Rheinische Post Mettmann

Pfaffs Hof

- Von Hildtrud Leenders

Wo Onkel Maaßen in einem kurzen Popelinema­ntel herausgehi­nkt kam und seinen französisc­hen Sportwagen aufschloss. Wo die neue Tante Maaßen mit bösen Augen in der Haustür stand.

Wo Peter kein schöner junger Mann war, sondern ein Junge, der „Ja, Onkel Maaßen“sagte.

Onkel Maaßen brachte uns in die Stadt zu einem Fotografen.

Und Peter, ich und Dirk wurden zurechtges­etzt für ein „Familienfo­to“, wie der Fotograf es nannte.

Bevor er auf den Auslöser drückte, holte Peter ganz schnell einen Kamm aus seiner Hemdtasche und kämmte Dirk die Tolle weg.

„Ich schicke Ihnen die Aufnahmen dann zu, Frau Albers. Ist das hier in der Stadt?“

„Nein, nein, die gehen an eine Adresse in Köln. Würden Sie sich die bitte aufschreib­en?“ Peter war schon wieder draußen. Mutter hielt Dirk im Arm. Den Kinderwage­n hatten wir ja bei Maaßens vor der Garage stehen lassen.
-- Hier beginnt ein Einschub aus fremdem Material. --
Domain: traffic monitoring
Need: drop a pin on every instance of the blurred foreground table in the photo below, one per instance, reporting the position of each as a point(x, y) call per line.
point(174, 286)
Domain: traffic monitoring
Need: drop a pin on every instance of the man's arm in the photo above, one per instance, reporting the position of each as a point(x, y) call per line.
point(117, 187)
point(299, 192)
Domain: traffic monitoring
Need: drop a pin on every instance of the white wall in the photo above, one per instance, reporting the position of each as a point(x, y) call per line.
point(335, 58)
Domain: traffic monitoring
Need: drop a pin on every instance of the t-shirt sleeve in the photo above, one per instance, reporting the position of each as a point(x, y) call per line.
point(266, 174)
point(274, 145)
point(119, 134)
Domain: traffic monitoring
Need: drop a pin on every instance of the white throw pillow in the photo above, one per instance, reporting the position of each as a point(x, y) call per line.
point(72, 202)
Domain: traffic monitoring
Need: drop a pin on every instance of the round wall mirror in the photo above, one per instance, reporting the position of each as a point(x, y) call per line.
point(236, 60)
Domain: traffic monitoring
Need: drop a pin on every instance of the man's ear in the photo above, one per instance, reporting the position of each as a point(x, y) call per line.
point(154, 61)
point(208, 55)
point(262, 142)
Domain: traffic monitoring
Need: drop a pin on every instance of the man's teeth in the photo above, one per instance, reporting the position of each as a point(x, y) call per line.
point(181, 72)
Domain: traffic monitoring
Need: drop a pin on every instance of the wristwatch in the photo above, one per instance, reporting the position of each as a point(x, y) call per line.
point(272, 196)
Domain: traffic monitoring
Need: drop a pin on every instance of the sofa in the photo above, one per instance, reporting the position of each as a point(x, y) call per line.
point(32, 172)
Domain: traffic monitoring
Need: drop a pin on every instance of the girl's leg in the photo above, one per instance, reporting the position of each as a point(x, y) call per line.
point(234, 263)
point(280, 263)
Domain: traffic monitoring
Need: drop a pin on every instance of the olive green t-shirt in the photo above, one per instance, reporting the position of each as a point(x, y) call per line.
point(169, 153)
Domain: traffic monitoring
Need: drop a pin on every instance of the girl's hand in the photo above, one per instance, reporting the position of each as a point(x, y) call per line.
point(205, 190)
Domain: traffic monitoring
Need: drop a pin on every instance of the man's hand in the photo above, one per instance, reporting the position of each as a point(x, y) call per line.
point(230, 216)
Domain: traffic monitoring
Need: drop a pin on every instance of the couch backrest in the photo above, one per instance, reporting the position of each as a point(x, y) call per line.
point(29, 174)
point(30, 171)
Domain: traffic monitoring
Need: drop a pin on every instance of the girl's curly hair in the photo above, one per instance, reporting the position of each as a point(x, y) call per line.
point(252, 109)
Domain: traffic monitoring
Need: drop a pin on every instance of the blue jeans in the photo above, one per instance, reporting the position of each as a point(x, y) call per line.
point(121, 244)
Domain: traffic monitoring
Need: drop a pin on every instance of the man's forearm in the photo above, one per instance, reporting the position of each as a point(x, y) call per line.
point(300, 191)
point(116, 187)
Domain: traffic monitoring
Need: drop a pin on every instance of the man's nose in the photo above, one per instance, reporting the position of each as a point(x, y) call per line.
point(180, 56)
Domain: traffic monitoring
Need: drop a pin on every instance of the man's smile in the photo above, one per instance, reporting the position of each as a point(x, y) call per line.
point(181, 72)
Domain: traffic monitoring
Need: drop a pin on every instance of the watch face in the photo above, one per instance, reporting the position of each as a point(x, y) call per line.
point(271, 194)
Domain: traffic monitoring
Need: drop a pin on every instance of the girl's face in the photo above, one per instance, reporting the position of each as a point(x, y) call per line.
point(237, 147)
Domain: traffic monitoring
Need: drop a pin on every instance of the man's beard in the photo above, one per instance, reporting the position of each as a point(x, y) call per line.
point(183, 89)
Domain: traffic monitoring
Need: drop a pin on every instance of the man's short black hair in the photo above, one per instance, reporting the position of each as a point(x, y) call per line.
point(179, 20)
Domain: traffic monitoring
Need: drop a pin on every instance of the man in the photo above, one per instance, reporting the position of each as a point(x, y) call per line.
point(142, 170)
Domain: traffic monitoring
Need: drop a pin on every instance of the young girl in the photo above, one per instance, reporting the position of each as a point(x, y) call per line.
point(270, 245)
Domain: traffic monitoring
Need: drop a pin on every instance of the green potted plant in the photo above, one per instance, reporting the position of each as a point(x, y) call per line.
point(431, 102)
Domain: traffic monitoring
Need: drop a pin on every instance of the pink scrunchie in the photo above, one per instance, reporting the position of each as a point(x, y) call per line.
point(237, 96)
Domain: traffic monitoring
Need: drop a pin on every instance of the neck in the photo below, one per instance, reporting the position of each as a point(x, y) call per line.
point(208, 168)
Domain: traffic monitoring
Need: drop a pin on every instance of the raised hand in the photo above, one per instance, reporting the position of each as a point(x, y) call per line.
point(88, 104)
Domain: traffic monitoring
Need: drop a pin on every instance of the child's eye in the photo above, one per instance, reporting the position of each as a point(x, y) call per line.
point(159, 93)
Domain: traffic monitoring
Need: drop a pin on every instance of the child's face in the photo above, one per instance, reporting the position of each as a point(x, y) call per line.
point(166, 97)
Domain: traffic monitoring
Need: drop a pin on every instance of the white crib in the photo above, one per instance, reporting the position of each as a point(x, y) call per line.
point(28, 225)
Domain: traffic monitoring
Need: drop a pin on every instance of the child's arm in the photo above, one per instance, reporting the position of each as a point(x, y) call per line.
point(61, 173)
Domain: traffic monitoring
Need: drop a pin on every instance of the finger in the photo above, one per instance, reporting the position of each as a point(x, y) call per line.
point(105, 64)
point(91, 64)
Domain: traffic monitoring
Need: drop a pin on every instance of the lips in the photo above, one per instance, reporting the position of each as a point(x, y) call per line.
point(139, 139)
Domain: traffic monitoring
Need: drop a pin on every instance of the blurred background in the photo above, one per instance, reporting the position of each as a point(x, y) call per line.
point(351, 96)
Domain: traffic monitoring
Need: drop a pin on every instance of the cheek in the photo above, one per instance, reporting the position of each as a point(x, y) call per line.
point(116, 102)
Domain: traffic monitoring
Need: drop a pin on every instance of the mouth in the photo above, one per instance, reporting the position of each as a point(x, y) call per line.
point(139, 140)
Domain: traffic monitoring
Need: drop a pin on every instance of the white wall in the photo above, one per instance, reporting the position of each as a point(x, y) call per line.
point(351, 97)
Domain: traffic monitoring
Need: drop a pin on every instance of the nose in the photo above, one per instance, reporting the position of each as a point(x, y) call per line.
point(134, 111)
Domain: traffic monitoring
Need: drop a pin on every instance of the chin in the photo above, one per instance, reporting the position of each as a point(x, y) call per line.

„Das macht dann . . . Augenblick, da kommt ja auch noch das Porto dazu . . .“

Vor der Tür wartete Onkel Maaßen und baute sich vor Peter auf, obwohl der ein ganzes Stück größer war.

„Und wie soll dieses Drama nun weitergehe­n?“

Peter schob die Hände in die Hosentasch­en seines schicken Sommeranzu­gs, für den Onkel Maaßen nicht mal einen Blick übrig gehabt hatte.

„Ich habe jetzt meinen Wehrdienst abzuleiste­n.“

Ich hatte Angst, dass Mutter Dirk fallen ließ.

Onkel Maaßen fuhr dann mit uns direkt zum Bahnhof in der Stadt.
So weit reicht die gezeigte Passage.